Vivir viajando

Crecer viajando: Entrevista a Shay, Shay y el mundo

Episodio #5 de Crecer Viajando, una serie de entrevistas a viajerxs en las que hablan sobre sus experiencias de crecimiento personal a través del viaje. 
Hoy os presento a Shay, de shayyelmundo.com, os dejo con sus reflexiones.

¿Sabes de esos momentos, días, semanas, o a veces meses en los que no te sientes a gusto estando donde estás?
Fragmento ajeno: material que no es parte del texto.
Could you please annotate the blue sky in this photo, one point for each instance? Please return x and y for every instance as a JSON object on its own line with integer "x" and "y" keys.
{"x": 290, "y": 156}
¿Sabes de esos momentos cuando sientes que tu ciudad te agobia, cuando ves que todos tienen un propósito en la vida, un sueño que seguir y tú simplemente estás perdido? Esa sensación de que estás donde no tienes que estar, y no puedes evitar preguntarte día y noche ¿Qué hago con mi vida?

Así me sentía yo.

Un día compré un billete solo ida a Dublín. Quería y necesitaba escapar, sentir que estaba viva. Y quería viajar. Viajar igual que hacen esos blogger de viaje que tanto me gustan. Siempre de un lado a otro. El día que compré el billete ya no había marcha atrás.

En Dublín empezó una aventura, un proceso de restauración interior de dos meses por Irlanda, Reino Unido y París. En ese viaje descubrí donde está mi limite a la hora de cómo prefiero viajar; era uno de mis objetivos en esa aventura.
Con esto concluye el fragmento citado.